Bryer went through the guidelines completely. When she finished making a list of gaps, Swistak polled the commissioners on who wanted to make the design guidelines part of the ordinance.

“Anybody have strong opposition?” Swistak asked.

“Besides me?” Smith replied. “I just see a lot of mischief.”

If they’re adopted, he predicted, they’ll prove a roadblock to development.

“Any added verbiage just clouds the issue all the more,” Smith said. “This is Mr. Powers’ version of an ideal world. This is not my version.”

He dismissed the guidelines as “window dressing.”

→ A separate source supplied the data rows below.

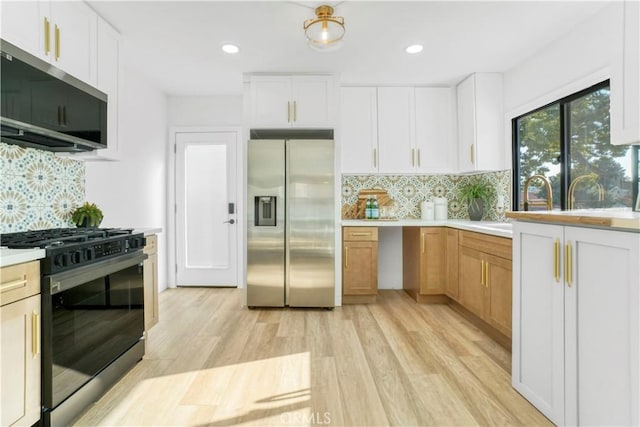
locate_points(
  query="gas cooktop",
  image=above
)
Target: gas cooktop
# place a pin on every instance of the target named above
(68, 248)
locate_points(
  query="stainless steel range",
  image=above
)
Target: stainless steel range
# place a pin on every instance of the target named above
(92, 313)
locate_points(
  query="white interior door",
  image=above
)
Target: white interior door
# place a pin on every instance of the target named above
(206, 227)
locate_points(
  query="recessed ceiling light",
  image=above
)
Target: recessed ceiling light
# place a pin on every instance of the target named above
(230, 48)
(414, 48)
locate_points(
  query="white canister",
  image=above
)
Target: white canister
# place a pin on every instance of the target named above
(427, 210)
(440, 208)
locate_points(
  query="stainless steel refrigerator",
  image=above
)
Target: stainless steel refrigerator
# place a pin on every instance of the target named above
(291, 223)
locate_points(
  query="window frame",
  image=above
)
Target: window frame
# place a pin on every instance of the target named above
(565, 148)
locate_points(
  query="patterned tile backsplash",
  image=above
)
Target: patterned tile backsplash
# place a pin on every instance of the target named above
(38, 189)
(408, 191)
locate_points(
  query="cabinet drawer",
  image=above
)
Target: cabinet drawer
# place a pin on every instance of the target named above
(498, 246)
(360, 234)
(152, 244)
(19, 281)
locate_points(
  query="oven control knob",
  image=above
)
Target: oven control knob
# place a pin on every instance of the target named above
(58, 261)
(76, 257)
(61, 260)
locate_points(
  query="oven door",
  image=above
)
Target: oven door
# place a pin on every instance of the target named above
(90, 316)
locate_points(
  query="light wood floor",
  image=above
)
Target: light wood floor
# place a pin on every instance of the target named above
(211, 362)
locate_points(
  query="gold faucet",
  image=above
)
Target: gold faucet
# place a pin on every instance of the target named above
(547, 185)
(572, 188)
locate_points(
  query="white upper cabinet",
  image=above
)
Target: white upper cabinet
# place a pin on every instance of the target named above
(625, 80)
(23, 25)
(481, 123)
(396, 130)
(359, 130)
(436, 150)
(108, 66)
(74, 39)
(291, 101)
(62, 33)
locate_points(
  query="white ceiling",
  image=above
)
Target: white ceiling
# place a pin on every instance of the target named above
(176, 44)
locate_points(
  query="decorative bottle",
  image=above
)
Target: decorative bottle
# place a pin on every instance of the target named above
(375, 209)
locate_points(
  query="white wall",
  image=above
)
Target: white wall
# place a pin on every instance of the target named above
(585, 54)
(205, 110)
(132, 191)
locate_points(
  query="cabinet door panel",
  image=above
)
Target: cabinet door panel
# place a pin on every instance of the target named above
(452, 264)
(20, 363)
(435, 143)
(499, 293)
(310, 96)
(271, 102)
(23, 25)
(602, 335)
(432, 268)
(471, 288)
(396, 131)
(77, 29)
(359, 129)
(538, 319)
(360, 268)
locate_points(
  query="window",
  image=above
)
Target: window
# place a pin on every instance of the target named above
(567, 142)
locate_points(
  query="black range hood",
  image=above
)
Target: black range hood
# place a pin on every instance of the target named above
(45, 108)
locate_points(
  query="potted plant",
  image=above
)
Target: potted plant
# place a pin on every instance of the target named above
(87, 215)
(477, 194)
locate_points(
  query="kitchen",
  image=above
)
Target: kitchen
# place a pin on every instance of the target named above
(151, 113)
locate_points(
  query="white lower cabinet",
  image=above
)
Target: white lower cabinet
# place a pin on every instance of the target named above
(576, 335)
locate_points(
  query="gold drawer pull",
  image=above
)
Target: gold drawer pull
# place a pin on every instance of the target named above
(556, 260)
(9, 286)
(35, 334)
(568, 274)
(346, 258)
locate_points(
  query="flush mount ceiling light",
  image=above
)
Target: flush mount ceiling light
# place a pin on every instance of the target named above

Smith said every property “is going to be a special case situation,” and anticipated the guidelines would “tie the people’s hands who want to develop that property.”

Pendlebury disagreed.

“The pattern book takes away from creating a special case for every condition,” he said. Plus, it helps “obviate the potential for something going disastrously wrong” like a McDonald’s coming to town.

“McDonald’s isn’t coming to town,” Smith shot back. “That’s a silly example.”

But on a walk from East Ferry to West Ferry, he said, anyone can see buildings ”that don’t fit the guidelines.”

“All the churches have been replaced,” Smith said, adding that it’s the “purpose of that commercial property that drives its design.”

“I’m not sure what you mean by that,” Pendlebury said. The design guidelines are merely “giving a visual aid to accompany the words in the zoning ordinance.”

“We could take some of these sketches and put them right into zoning, and some communities do that,” he said.

Pfeiffer thought the code could simply refer to the guidelines, especially because they’re already referenced in the ordinance.

Bryer said ultimately the “language that connects the zoning ordinance to the design guidelines is going to be key,” especially in determining whether the guidelines are mandatory, for guidance, or at the property owner’s discretion.

Jaquard said he also sees the guidelines and the code as “handin hand” companion documents.